Since the analysis of the data involves many stages, it might be helpful to review the overall pattern before describing the details. This overall view, from which some details have been omitted for clarity, appears here as Figure 6.4. In this figure, the rectangles represent types of file, and the ovals represent programs for transforming one type of file into another.
Figure 6.4: Simplified data flow during analysis
It was clear from very early on in the analysis that a single action from a human point of view was not necessarily equivalent to a single key-press. In particular, after practice on the task, short sequences of key-presses were frequently apparent. This happened particularly in the case of manoeuvring the ROV. Because there was no simple effector to turn left or right, players had to create their own sequences of actions that performed the function of turning. Even for the same direction of turn, different sequences were performed in different contexts. When going full ahead with both thrusters, a left turn of a few degrees would most probably be executed by selecting half ahead on the left thruster, followed immediately (0.5 seconds later) by restoring the left thruster to full ahead, using the full-ahead key for either the left thruster or both thrusters together. In contrast, when near a mine, gliding along with both thrusters stopped, a left turn would most likely be executed by selecting the starboard thruster half ahead, and then stopped (or both stopped). Other variations were also observed.
With these turning manoeuvres, the time interval between the unbalancing and balancing actions was crucial to determining the magnitude of the effect of the action. Due to the delayed response of the thrusters, leaving an interval of 1 second produced an effect approximately four times the size of the effect produced by an interval of 0.5 seconds. Thus, in situations where the former would be an appropriate action, the latter would not, and vice versa---the two were, in effect, different actions. There were other sequences of actions where time interval and order were not important. For example, when recovering the ROV, the first step was to reel in the cable. This was effected by setting the cable tension to `grip' and the take-in speed to `fast'; but the ordering and interval of these two actions was immaterial.

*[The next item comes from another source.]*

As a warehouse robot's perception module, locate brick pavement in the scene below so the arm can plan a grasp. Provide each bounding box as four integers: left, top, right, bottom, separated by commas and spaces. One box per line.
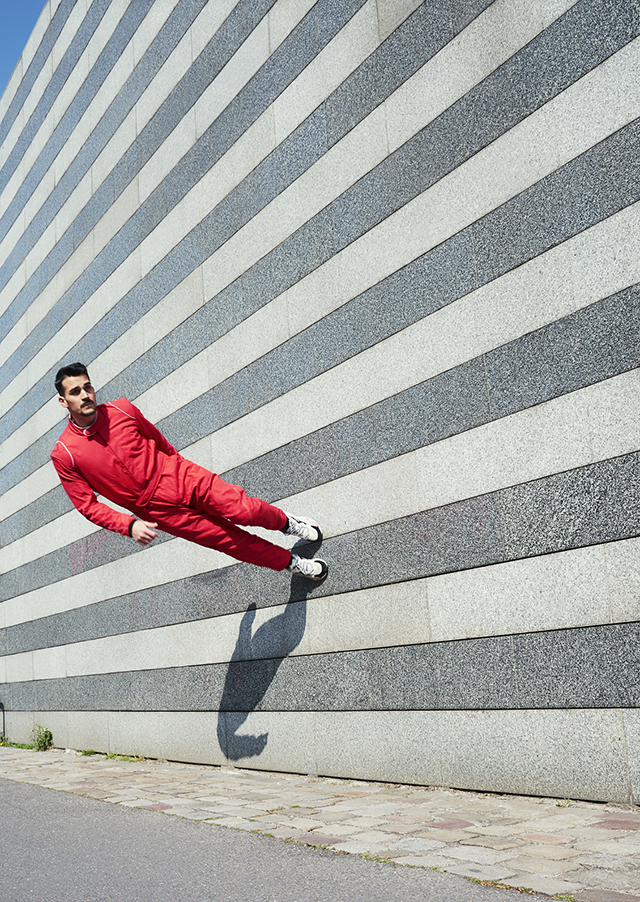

Perhaps these considerations could in principle be derived from the data. However, in this study, they were deliberately introduced, as background knowledge, in the attempt to get the best classification of actions possible in the available time.
The problem then remained to find what compound actions actually occur in different players' task performance. This could be attempted by observation and questioning; but, without any objective measure, it would be difficult to assess how much of the resulting discoveries were artificially produced by the biases and preconceptions of player and experimenter. Thus a prime objective was to devise a program to compile a list of these compound actions given only a quantity of raw data. Programs for learning macro-operators in games or puzzles have been devised, but the methods used and quoted (e.g. in [120]) do not explicitly deal with time or dynamic systems, and were thus unsuitable here.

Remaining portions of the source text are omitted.